Construction zones make me appreciate the German work ethic wherein the workers take great pride in their work no matter how unskilled. In America, it's as though the construction workers see how little work they can get away with.
Fox, it's Pennsylvania. You know we have some of the worst roads in the entire nation. It's easy to tell when you've crossed the line into another state...the car suddenly rides smooth and quiet.
I've noticed it also matters on the subcontractor that wins the job. If I see our local guys (McMinn's) doing the paving, I know it'll be VIR smooth. If it's some company I've never heard of, time to install the rally car suspension.
It's amazing to me how my dopey little Township guys can replace a drainage pipe in only a day and have the pavement patch be a smooth transition, but it takes PennDOT two weeks and the resulting pavement joints are bone-jarringly painful.
I hate living here except for the proximity to good motorcycle riding and race tracks. In my next life, I won't marry a woman who lives here and won't move.
Mmadness wrote:
Well at least their actually working, even if slowly. There is one 5mi. Section of highway my house that has been a 45mph construction zone for the past 7 YEARS and shows few signs of progress!
Construction zones make me appreciate the German work ethic wherein the workers take great pride in their work no matter how unskilled. In America, it's as though the construction workers see how little work they can get away with.
the workers probably take pride in what they do and want to do their best, but their bosses pinch pennies and tell them to cut corners to get the job done faster and assure more work in the future..
the technology and materials do exist to build smooth roads that will last a generation in even the harshest of climates- i know of a few heavily traveled roads here in MN that were built 20 years ago that are still very nice- but it costs more up front to do it and it would cost government contractors jobs in the long run, so it isn't done.
Anyone else seen these new automated pothole repair trucks. I swear I saw six guys just riding in one the other day and the truck does all the work
ncjay
Dork
7/5/14 7:28 a.m.
The concrete that was put down for a new section of five lane interstate is actually pretty smooth. Then, about 10 miles away, they've repaved a section of two lane interstate (asphalt) and it's bad enough my car feels like the wheel weights fell off both front tires. They did this on a section of road that was just fine to begin with. Some things I'll never understand.
There's a section of I-65 that is all concrete for about 10-12 miles near me. I swear those dicks made it concrete so they can dig it all up every two years for "repairs" that aren't any better than before.
ddavidv wrote:
Fox, it's Pennsylvania. You know we have some of the worst roads in the entire nation. It's easy to tell when you've crossed the line into another state...the car suddenly rides smooth and quiet.

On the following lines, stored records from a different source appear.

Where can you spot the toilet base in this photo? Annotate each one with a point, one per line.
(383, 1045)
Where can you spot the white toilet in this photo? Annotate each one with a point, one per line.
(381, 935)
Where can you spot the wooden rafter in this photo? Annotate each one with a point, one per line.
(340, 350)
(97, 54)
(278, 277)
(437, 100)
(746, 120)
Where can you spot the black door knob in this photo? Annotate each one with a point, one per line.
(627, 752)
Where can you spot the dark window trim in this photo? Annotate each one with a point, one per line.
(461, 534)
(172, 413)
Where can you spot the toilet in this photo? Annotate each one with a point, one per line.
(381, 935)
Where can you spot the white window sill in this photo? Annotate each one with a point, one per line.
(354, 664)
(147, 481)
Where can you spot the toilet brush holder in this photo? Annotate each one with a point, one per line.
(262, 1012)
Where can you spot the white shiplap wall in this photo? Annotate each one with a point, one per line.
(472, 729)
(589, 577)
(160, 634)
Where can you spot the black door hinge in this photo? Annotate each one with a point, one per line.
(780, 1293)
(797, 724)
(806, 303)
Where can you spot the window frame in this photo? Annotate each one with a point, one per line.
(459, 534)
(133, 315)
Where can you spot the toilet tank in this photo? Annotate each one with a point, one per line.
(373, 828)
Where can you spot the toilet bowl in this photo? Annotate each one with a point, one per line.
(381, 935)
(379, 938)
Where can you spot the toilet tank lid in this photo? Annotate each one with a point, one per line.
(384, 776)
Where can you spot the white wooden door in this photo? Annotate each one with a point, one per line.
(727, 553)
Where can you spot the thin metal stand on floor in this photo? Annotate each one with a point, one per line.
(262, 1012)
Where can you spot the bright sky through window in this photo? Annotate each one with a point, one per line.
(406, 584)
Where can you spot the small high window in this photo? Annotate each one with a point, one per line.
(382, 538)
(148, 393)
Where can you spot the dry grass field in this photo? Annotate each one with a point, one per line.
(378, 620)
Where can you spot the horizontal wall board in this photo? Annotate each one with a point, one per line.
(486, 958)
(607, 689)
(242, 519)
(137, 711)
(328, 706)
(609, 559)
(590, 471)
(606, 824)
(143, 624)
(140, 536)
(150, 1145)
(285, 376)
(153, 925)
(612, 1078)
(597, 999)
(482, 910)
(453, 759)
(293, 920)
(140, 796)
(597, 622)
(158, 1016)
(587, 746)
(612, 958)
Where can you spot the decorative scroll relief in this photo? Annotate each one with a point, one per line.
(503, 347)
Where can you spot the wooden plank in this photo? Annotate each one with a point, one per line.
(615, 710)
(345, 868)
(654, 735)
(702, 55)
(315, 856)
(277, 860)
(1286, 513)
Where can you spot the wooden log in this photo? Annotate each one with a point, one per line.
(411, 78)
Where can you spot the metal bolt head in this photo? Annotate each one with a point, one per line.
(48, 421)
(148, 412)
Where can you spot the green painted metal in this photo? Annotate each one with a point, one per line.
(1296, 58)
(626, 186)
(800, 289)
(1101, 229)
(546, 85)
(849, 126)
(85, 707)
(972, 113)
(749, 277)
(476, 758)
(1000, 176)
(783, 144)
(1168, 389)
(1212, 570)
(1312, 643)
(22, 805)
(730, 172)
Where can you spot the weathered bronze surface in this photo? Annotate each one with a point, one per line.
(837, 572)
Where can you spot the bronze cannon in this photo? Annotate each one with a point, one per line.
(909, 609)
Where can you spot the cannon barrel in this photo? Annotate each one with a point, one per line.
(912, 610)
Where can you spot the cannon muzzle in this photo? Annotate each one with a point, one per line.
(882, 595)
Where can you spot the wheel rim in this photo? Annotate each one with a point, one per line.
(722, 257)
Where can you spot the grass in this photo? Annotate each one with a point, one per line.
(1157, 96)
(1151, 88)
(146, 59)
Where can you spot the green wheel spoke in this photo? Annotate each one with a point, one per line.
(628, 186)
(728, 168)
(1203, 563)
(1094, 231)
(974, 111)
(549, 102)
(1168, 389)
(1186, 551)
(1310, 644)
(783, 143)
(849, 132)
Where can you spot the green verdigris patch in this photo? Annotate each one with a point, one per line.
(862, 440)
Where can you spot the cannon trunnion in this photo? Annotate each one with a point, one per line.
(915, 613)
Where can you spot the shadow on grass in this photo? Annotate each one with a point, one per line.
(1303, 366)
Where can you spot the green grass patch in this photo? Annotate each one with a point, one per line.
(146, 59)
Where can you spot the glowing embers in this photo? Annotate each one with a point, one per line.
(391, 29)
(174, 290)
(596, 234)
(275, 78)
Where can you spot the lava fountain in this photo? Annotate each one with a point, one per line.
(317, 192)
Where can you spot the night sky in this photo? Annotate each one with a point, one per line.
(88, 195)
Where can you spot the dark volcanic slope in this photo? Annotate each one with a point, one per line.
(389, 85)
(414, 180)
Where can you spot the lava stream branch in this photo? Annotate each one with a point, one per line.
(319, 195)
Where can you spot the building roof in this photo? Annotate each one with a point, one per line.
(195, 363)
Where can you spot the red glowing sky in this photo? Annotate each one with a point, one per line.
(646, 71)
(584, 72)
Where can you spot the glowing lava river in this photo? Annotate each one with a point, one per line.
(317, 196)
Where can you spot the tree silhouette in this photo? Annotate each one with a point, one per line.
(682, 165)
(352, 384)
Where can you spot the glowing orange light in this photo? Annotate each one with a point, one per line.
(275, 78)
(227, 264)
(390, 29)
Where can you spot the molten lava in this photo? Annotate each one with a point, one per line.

I've always thought the worse part about pa roads are the way you guys do ramps, on or off. Bad enough in daylight, but at night, oy vey!
If they don't tear the roads up this Summer, they don't get any Fed money to tear the roads up next Summer. It's a viscous cycle, I tell ya.
We have a couple roads around here that are like that and they are hell on your suspension. I am kinda worried because they currently have the freeway between here and the pass over the mountain to the next major town all tore up and are supposed to be repaving it over the summer. That road wasn't actually all that bad to begin with.